Галя зыркнула по сторонам, словно боясь, что в полупустом офисе их может кто-то подслушать.

– Нет, – ответила она, – не со здоровьем. С законом, – прошептала она.

– Да ты что?!

– Только, умоляю – ни единой живой душе!

– Да за кого ты меня принимаешь?

Эх, девочка, какая же ты наивная! Окажись Никита журналистом, уже вечером эта «горячая» новость оказалась бы на первых полосах газет и в заставке всех информационных программ.

– Так что случилось-то? – продолжал выпытывать Никита.

– Человека он избил, представляешь? Когда я узнала, чуть не рухнула! Петя совсем не такой, он мирный, добрый… в общем, милый парень, а они говорят – избил!

– И кого же?

– Да не знаю, мужика какого-то… Тот его подрезал на шоссе, остановился, хотел разобраться, а Петька из машины выскочил – и как на него накинется! В общем, дядьку того увезли в Поленовский с травмами головы, сотрясением мозга и переломами, а Петю, разумеется, в полицию забрали.

– Вот это да! А как же ему удалось отмазаться?

– На самом деле, не удалось. Подписку о невыезде с него взяли. Как руководство клуба ни билось, в Швецию он не поехал, да и вообще, все его заграничные поездки сорвались. Парень, конечно, в шоке, но ничего тут не попишешь…

– Как же так вышло, что пресса ни о чем не пронюхала? – удивился Никита.

– Да как-как… Подмазали того, попросили этого… Беда в том, что такая ситуация надолго затянуться не может. Рано или поздно журналисты все равно пронюхают и начнут задаваться вопросом – почему Петр Аникеев не участвует в заграничных матчах? Сейчас начальство пытается уладить вопрос с пострадавшим, но это сложно: он в тяжелом состоянии, а родственники отказываются вести разговор о компенсации, пока мужик на поправку не пойдет!

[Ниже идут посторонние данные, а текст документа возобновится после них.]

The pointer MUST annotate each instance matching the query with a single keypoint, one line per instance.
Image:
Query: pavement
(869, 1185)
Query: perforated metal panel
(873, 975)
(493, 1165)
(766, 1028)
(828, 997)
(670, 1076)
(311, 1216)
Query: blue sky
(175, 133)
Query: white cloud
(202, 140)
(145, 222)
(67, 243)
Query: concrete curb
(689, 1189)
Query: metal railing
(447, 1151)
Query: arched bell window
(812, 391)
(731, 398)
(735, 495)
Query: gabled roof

– Да-а, – сокрушенно покачал головой Никита, – надо же, невезуха какая!

– И не говори! Так что Петьке карьеру могут здорово подпортить… Но ты никому…

– Обижаешь, Галочка! А что ты скажешь, если я приглашу тебя на кофе?

Девушка зарделась – от удовольствия, но еще больше от неожиданности. Галя Ивлева всегда относилась к своей внешности критически. Многие могли бы позавидовать ее пышным формам, большой мягкой груди, длинной русой косе и пухлым, свежим губам, не нуждавшимся в помаде. Однако Галя, сколько себя помнила, стеснялась своей полноты и «слишком» уж русского, круглого лица. Ей казалось, что ни один мужчина не посмотрит на нее с вожделением, как на тех худых красавиц, чьи фото печатают на обложках гламурных журналов.

Никите девушка понравилась, и он не мог не отблагодарить своего невольного информатора. Потом он уйдет, и они никогда больше не увидятся, но зато у нее останется приятная память об обеде… или об ужине… или… а, неважно!